An accent is not a sound filter; it's a pattern of acoustic realization of text in a language. You can't take a recording of American English, run it through "array of amplitudes and filters", and have British English pop out. What DSP is useful for is in implementing prosody, not accent.
Basically (and simplest to model), an accent consists of rules for phonetic realization of a sequence of phonemes. Perception of accent is further influenced by prosody and by which phonemes a speaker chooses when reading text.
Speech generation
The process of speech generation has two basic steps:
Text-to-phonemes: Convert written text to a sequence of phonemes (plus suprasegmentals like stress, and prosodic information like utterance boundaries). This is somewhat accent-dependent (e.g. the output for "laboratory" differs between American and British speakers).
Phoneme-to-speech: given the sequence of phonemes, generate audio according to the dialect's rules for phonetic realizations of phonemes. (Typically you then combine diphones and then adjust acoustically the prosody). This is highly accent-dependent, and it is this step that imparts the main quality of the accent. A particular phoneme, even if shared between two accents, may have strikingly different acoustic realizations.
Normally these are paired. While you could have a British-accented speech generator that uses American pronunciations, that would sound odd.
Generating speech with a given accent
Writing a text-to-speech program is an enormous amount of work (in particular, to implement one common scheme, you have to record a native speaker speaking each possible diphone in the language), so you'd be better off using an existing one.
In short, if you want a British accent, use a British English text-to-phoneme engine together with a British English phoneme-to-speech engine.
For common accents like American and British English, Standard Mandarin, Metropolitan French, etc., there will be several choices, including open-source ones that you will be able to modify (as below). For example, look at FreeTTS and eSpeak.
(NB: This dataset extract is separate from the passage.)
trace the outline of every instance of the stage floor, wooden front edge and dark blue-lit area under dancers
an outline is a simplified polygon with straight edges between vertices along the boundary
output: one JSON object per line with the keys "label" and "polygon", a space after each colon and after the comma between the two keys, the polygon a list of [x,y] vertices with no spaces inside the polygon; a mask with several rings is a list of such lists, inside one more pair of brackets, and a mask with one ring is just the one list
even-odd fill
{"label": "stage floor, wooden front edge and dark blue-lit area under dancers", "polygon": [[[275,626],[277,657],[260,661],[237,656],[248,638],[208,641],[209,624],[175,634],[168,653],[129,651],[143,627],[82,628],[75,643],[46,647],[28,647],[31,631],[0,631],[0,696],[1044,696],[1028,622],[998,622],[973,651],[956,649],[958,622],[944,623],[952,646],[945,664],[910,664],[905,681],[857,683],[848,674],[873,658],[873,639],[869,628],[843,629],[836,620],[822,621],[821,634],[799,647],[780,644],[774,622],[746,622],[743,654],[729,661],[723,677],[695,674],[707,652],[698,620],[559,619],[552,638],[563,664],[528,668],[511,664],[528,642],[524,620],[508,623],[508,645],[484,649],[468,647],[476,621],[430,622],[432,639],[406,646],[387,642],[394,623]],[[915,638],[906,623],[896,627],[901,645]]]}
For less common accents, existing engines unfortunately may not exist.
Speaking text with a foreign accent
English-with-a-foreign-accent is socially not very prestigious, so complete systems probably don't exist.
One strategy would be to combine an off-the-shelf text-to-phoneme engine for a native accent with a phoneme-to-speech engine for the foreign language. For example, a native Russian speaker that learned English in the U.S. would plausibly use American pronunciations of words like laboratory, and map its phonemes onto his native Russian phonemes, pronouncing them as in Russian. (I believe there is a website that does this for English and Japanese, but I don't have the link.)
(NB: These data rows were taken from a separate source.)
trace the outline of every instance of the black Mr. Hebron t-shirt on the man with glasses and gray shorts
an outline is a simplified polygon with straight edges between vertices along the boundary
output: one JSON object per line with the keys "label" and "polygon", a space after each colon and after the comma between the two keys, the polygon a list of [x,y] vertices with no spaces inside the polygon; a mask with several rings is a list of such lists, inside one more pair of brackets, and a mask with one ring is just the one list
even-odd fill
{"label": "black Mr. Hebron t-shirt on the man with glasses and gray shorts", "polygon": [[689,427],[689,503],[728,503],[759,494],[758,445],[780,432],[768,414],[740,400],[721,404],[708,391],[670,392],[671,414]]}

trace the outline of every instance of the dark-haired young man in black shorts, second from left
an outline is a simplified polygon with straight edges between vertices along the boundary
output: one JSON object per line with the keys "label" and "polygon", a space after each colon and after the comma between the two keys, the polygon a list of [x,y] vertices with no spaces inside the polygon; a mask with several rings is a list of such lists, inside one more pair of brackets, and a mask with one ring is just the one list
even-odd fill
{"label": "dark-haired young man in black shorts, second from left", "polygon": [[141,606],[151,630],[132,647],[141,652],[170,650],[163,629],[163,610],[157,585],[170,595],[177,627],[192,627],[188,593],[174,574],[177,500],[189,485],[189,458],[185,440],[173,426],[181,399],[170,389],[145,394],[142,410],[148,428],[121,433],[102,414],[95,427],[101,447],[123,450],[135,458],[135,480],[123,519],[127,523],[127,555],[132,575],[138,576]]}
The problem is that the result is too extreme. A real English learner would attempt to recognize and generate phonemes that do not exist in his native language, and would also alter his realization of his native phonemes to approximate the native pronunciation. How closely the result matches a native speaker of course varies, but using the pure foreign extreme sounds ridiculous (and mostly incomprehensible).
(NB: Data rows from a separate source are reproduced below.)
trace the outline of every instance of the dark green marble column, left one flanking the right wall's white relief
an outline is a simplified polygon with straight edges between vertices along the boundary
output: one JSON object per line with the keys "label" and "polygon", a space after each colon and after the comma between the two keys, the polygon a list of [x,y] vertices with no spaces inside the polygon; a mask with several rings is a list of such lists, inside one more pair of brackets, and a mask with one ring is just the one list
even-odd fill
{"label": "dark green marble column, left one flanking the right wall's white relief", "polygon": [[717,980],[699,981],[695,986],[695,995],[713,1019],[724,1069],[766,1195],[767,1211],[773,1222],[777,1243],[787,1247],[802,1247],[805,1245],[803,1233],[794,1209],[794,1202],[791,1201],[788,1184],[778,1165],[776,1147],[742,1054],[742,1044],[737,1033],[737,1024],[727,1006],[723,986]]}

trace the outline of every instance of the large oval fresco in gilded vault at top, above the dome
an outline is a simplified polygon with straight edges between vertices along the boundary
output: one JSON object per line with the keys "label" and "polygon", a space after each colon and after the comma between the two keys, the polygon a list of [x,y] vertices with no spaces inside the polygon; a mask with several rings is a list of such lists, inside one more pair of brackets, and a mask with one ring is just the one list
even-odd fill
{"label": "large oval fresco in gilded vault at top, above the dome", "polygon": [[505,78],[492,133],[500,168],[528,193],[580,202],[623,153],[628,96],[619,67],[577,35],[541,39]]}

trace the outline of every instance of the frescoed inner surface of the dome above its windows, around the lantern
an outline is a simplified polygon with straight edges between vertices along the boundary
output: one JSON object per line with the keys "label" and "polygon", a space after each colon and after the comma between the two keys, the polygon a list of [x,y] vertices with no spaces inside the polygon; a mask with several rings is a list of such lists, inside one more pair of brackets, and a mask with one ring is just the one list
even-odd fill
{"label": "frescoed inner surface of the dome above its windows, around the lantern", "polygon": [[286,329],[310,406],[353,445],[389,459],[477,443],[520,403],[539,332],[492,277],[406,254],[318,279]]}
So to generate plausible American-English-with-a-Russian-accent (for instance), you'd have to write a text-to-phoneme engine. You could use existing American English and Russian text-to-phoneme engines as a starting point. If you're not willing to find and record such a speaker, you could probably still get a decent approximation using DSP to combine the samples from those two engines. For eSpeak, it uses formant synthesis rather than recorded samples, so it might be easier to combine information from multiple languages.
Another thing to consider is that foreign speakers often modify the sequence of phonemes under influence by the phonotactics of their native language, typically by simplifying consonant clusters, inserting epenthetic vowels, or diphthongizing or breaking vowel sequences.
There is some literature on this topic.